日銀の高田創審議委員が5日に金沢市で行った講演は、直近の株安・円高再燃という市場変動を十分に意識した上で、日銀の今後の金融政策の基本スタンスが「緩和度合いの調整」を目指した利上げにあることを明示した点に特徴があると考える。
利上げ検討の前提として高田審議委員が指摘した賃上げに関連し、5日公表の7月毎月勤労統計では、日銀が重視している共通事業所の所定内賃金(一般)が前年比プラス3.0%と大幅に上昇。高田審議委員やその政策委員会メンバーは、見通し通りに物価が上昇することへの確かな手応えを感じたのではないか。足元での株安・円高の動きが沈静化し、マーケットでの価格変動率(ボラティリティ)の低下が確認できるようになれば、日銀は「一段のギアシフト」に向けて検討を再開すると筆者は予想する。
<繰り返し強調した「市場注視」、ボラティリティ低下で整う利上げ検討の環境>
この日の高田審議委員の講演は、8月5日の株価大幅下落の再燃かという懸念も生じた4日の日経平均下落の直後だっただけに、発言が株価下落の材料にならないよう慎重な表現で構成されていた。「8月前半に株式・為替相場の大幅な変動が生じその影響が残存するだけに、当面はその動向を注視し影響を見極める必要がある」と指摘するだけでなく「当面は内外の動向を慎重に見守る必要がある」と繰り返し指摘。マーケットに性急な利上げをしないという確かなシグナルを送った。

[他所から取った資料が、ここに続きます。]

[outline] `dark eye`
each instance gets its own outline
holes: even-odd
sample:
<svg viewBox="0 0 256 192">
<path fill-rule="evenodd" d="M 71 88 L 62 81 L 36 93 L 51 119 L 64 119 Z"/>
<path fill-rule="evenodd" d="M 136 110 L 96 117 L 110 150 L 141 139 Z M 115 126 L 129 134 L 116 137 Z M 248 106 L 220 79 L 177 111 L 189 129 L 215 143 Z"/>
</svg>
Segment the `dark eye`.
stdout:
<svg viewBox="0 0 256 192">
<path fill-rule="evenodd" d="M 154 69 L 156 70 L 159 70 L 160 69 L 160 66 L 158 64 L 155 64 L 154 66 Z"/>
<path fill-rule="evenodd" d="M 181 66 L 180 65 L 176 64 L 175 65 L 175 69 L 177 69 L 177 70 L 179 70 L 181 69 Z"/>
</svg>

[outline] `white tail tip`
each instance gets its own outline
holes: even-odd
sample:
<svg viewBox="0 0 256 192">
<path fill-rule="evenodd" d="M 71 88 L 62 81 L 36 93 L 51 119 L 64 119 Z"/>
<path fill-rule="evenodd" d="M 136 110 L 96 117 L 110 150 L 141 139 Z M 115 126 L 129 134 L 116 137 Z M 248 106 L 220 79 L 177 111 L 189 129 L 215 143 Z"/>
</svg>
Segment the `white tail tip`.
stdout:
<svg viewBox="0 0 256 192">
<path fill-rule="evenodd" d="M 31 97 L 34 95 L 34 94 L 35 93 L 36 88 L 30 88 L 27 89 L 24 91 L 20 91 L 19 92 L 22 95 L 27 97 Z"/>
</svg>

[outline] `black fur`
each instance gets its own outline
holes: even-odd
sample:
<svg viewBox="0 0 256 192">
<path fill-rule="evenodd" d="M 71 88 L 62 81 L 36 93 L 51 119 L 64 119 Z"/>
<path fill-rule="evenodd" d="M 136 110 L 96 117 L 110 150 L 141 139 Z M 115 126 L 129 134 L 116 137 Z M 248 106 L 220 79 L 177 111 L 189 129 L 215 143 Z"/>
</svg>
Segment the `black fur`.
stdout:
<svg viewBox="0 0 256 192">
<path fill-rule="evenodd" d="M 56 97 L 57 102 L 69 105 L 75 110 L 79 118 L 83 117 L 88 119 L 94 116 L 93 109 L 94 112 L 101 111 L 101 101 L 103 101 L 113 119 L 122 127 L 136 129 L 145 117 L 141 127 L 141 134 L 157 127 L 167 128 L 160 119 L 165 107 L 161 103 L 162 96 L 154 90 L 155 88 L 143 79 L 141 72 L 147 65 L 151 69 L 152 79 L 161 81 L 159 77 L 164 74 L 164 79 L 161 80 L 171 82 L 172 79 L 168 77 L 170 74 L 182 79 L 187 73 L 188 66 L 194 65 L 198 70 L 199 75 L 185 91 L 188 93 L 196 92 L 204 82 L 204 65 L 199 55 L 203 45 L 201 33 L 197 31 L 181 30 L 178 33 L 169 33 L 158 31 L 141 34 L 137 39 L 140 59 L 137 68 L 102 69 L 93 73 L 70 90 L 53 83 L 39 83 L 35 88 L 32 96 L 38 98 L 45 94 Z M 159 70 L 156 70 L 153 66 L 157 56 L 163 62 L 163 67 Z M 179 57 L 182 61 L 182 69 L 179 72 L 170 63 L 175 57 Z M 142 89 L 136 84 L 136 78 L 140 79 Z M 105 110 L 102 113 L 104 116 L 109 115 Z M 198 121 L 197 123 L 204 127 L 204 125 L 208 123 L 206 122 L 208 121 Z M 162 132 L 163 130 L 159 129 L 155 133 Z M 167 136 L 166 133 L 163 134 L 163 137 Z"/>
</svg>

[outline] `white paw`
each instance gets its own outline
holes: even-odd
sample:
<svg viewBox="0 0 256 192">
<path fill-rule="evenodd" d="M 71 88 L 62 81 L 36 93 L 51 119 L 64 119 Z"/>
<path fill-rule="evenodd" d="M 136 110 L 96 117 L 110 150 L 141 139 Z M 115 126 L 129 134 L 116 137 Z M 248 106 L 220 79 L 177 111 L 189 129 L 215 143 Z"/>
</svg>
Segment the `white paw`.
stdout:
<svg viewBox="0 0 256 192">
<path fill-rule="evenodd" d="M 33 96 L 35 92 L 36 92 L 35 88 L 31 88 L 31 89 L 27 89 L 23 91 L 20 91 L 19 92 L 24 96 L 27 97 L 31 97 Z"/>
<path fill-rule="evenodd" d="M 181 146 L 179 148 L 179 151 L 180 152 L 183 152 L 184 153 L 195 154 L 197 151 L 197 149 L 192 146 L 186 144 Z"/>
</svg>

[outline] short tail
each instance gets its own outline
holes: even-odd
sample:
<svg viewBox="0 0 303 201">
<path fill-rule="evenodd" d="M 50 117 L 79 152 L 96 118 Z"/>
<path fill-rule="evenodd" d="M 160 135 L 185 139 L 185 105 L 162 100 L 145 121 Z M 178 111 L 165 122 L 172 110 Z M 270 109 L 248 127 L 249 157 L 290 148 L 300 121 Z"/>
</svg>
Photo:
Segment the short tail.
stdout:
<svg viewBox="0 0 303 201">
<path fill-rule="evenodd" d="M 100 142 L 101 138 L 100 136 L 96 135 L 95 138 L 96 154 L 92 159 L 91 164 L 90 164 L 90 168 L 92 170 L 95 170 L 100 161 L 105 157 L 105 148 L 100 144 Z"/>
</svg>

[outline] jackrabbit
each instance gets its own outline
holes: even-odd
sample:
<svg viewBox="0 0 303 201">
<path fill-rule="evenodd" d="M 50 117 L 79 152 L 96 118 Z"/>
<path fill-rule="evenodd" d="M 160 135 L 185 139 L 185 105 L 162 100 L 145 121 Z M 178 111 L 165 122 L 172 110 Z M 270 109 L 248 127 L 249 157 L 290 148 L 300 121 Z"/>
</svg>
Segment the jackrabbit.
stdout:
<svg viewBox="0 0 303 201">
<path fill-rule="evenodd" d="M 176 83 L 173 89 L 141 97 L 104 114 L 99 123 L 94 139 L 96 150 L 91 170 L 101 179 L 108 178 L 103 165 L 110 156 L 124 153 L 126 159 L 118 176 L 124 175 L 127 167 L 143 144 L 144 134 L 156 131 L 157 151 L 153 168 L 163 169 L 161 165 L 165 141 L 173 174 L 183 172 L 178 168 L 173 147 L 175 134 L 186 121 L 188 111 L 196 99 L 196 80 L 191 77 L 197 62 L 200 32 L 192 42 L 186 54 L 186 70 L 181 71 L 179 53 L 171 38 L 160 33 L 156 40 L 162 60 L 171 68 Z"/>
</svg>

同時に「物価が概ね見通しに沿って推移する」という前提で、堅調な設備投資や賃上げ、価格転嫁の継続など「前向きな企業行動」の持続性が確認されていけば「その都度、もう一段のギアシフト(金融緩和度合いのさらなる調整)を進め、言わば『金利のある世界』にしていくことは必要だと考えている」とし、今後の利上げパスのイメージの一端を明らかにした。
ロイターなどの報道によると、高田審議委員は5日午後の会見で、経済・物価の見通しが実現していくなら段階的に政策調整が可能になるが、あくまで「条件付き」だと述べた。
筆者は、米経済の失速懸念を起点にしたグローバルマーケットでの「リスクオフ心理」が収まり、市場変動が小さくなっていくことが確認できれば、日本経済の拡大方向のメカニズムが働き出し、利上げ検討の環境が整うということをわかりやすく説明したのではないか、と受け止めている。
実際、高田審議委員は講演の中で「株式・為替相場の大幅な変動がありましたが、『物価安定の目標』実現がなお展望できる状況と考えている」と述べ、利上げを検討していく道筋に大きな障害は存在していないとの見方を示している。
<実質政策金利は大幅なマイナス、今後の課題は緩和度合いの調整>
また、この日の講演では、日本の実質金利が大幅にマイナスであることを図表を使って説明し「政策金利引き上げ後も、緩和的な金融環境はなお継続しているとみている」と強調した。
筆者は、日銀が先行きの利上げパスを内外に説明していく際、前向きの循環メカニズムの作動によって日本経済の「体温」が上がっていくにつれ、現在のマイナスの実質政策金利の水準は緩和効果が強いのではないか、という判断基準を使って利上げの合理性を説明していくウエートが高まるのではないかと予想する。
<9月会合は政策維持か、注目される7月会合後の新たな情勢判断>
ただ、5日の日経平均株価は前日の大幅下落にもかかわらず、前日比390円52銭安の3万6657円09銭と続落した。6日発表の8月米雇用統計の結果次第では、8月5日の「暴落」状況が再現されるリスクもあり、高田審議委員が何回も言及したように日銀はしばらく、内外市場の動向を注視していくことになるだろう。
したがって9月19、20日の金融政策決定会合では、内外の市場動向を見極めつつ、金融政策の現状維持が決定される公算が大きい。
同時に共通事業所の所定内賃金の大幅上昇に示された雇用・所得環境の好転がいずれ、消費にプラス効果として作用することにも言及があると予想する。
他方、いったんは大幅下落した株価の影響を受けた逆資産効果のインパクトや直近のドル安・円高方向へのシフトによる物価への影響など前回の決定会合に発生した経済現象に対する分析結果がどのようになっているのかにも、市場関係者の注目が集まるとみられる。
プラス面とマイナス面を考慮した上で、日銀がどのような情勢判断を下しているのか。この点がこの先の日銀の政策判断を占う大きな材料になりそうだ。